Taxation is a constantly discussed issue, specifically queries related to capital gains. The taxation of capital gains under Rs 5 lakh has been a topic of discussion, mainly for individuals who depend entirely on it. Let us look at this matter to gain clarity and knowledge.
Capital Gain refers to earnings gained from the sale of capital assets such as stocks, mutual funds, real estate, or other investments. These gains are taxed under the Income Tax Act of 1961.
However, the rate at which they are taxed is determined by a variety of criteria, including the amount of profits and the individual’s overall income.
Based on current tax rules, long-term capital gains (LTCG) arising from the sale of listed equity shares or units of equity-oriented mutual funds are exempted from tax if the total LTCG in a financial year does not exceed Rs 1 lakh.

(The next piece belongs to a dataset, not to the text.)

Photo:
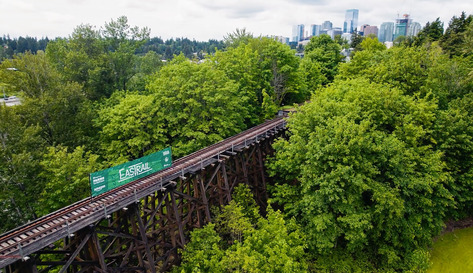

However, if LTCG exceeds Rs 1 lakh then it will be taxed at a fixed rate of 10%.
But what about those who earn less than Rs 5 lakh and have no additional source of income?
Well, the answer lies in understanding the tax slabs and exemptions provided by the Income Tax Act.
Individuals under 60 are eligible for a Rs. 2.5 lakh basic exemption limit in 2023-24. Section 87A provides a refund of up to Rs. 12,500 for people earning up to Rs 5 lakh (under the old tax regime).
If an individual’s entire income, including capital gains, is less than Rs. 5 lakh, they may not need to pay any tax after applying for exemptions and refunds.
Also, under the new tax regime, a resident individual is eligible for a tax refund of up to Rs. 25,000 if their total income is less than Rs. 7 lakh.
Note: These limitations apply for long-term capital gains only. Short-term capital gains are taxed differently.
Disclaimer: The above content is for informational purposes only. Please consult a SEBI-registered investor advisor before investing in mutual funds.